Encodes the prompt into text encoder hidden states.

**Parameters:**

prompt (`str` or `List[str]`, *optional*) : prompt to be encoded

device : (`torch.device`): torch device

num_images_per_prompt (`int`) : number of images that should be generated per prompt

do_classifier_free_guidance (`bool`) : whether to use classifier free guidance or not

negative_prompt (`str` or `List[str]`, *optional*) : The prompt or prompts not to guide the image generation. If not defined, one has to pass `negative_prompt_embeds` instead. Ignored when not using guidance (i.e., ignored if `guidance_scale` is less than `1`).

prompt_embeds (`torch.Tensor`, *optional*) : Pre-generated text embeddings.

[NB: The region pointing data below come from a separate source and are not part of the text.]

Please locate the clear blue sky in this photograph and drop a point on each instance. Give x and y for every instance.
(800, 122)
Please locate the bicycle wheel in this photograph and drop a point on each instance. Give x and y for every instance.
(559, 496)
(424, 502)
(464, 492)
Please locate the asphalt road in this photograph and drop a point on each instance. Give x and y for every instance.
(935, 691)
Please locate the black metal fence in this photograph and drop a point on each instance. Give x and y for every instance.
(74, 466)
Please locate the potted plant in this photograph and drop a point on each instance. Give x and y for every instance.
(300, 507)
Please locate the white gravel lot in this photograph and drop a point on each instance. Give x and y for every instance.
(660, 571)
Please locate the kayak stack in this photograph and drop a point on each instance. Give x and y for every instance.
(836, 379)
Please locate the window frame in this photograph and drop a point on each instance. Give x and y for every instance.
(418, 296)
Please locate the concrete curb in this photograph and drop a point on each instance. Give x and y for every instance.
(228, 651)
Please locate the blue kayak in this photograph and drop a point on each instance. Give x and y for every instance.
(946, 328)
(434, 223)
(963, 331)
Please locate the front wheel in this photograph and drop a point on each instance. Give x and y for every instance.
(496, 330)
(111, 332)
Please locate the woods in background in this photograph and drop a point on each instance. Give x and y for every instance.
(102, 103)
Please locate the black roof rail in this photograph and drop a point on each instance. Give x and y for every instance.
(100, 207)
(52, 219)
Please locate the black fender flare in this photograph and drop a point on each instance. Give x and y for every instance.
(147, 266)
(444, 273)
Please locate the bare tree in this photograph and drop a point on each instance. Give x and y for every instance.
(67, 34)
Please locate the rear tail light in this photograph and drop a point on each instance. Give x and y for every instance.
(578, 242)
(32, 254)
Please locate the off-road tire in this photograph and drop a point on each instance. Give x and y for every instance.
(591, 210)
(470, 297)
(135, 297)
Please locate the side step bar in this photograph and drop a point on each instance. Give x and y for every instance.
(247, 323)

Can be used to easily tweak text inputs, *e.g.* prompt weighting. If not provided, text embeddings will be generated from `prompt` input argument.

negative_prompt_embeds (`torch.Tensor`, *optional*) : Pre-generated negative text embeddings. Can be used to easily tweak text inputs, *e.g.* prompt weighting. If not provided, negative_prompt_embeds will be generated from `negative_prompt` input argument.

lora_scale (`float`, *optional*) : A LoRA scale that will be applied to all LoRA layers of the text encoder if LoRA layers are loaded.

clip_skip (`int`, *optional*) : Number of layers to be skipped from CLIP while computing the prompt embeddings. A value of 1 means that the output of the pre-final layer will be used for computing the prompt embeddings.
#### get_indices[[diffusers.StableDiffusionAttendAndExcitePipeline.get_indices]]

[Source](https://github.com/huggingface/diffusers/blob/v0.36.0/src/diffusers/pipelines/stable_diffusion_attend_and_excite/pipeline_stable_diffusion_attend_and_excite.py#L743)

Utility function to list the indices of the tokens you wish to alte

## StableDiffusionPipelineOutput[[diffusers.pipelines.stable_diffusion.StableDiffusionPipelineOutput]]

#### diffusers.pipelines.stable_diffusion.StableDiffusionPipelineOutput[[diffusers.pipelines.stable_diffusion.StableDiffusionPipelineOutput]]

[Source](https://github.com/huggingface/diffusers/blob/v0.36.0/src/diffusers/pipelines/stable_diffusion/pipeline_output.py#L11)

Output class for Stable Diffusion pipelines.

**Parameters:**

images (`List[PIL.Image.Image]` or `np.ndarray`) : List of denoised PIL images of length `batch_size` or NumPy array of shape `(batch_size, height, width, num_channels)`.

nsfw_content_detected (`List[bool]`) : List indicating whether the corresponding generated image contains "not-safe-for-work" (nsfw) content or `None` if safety checking could not be performed.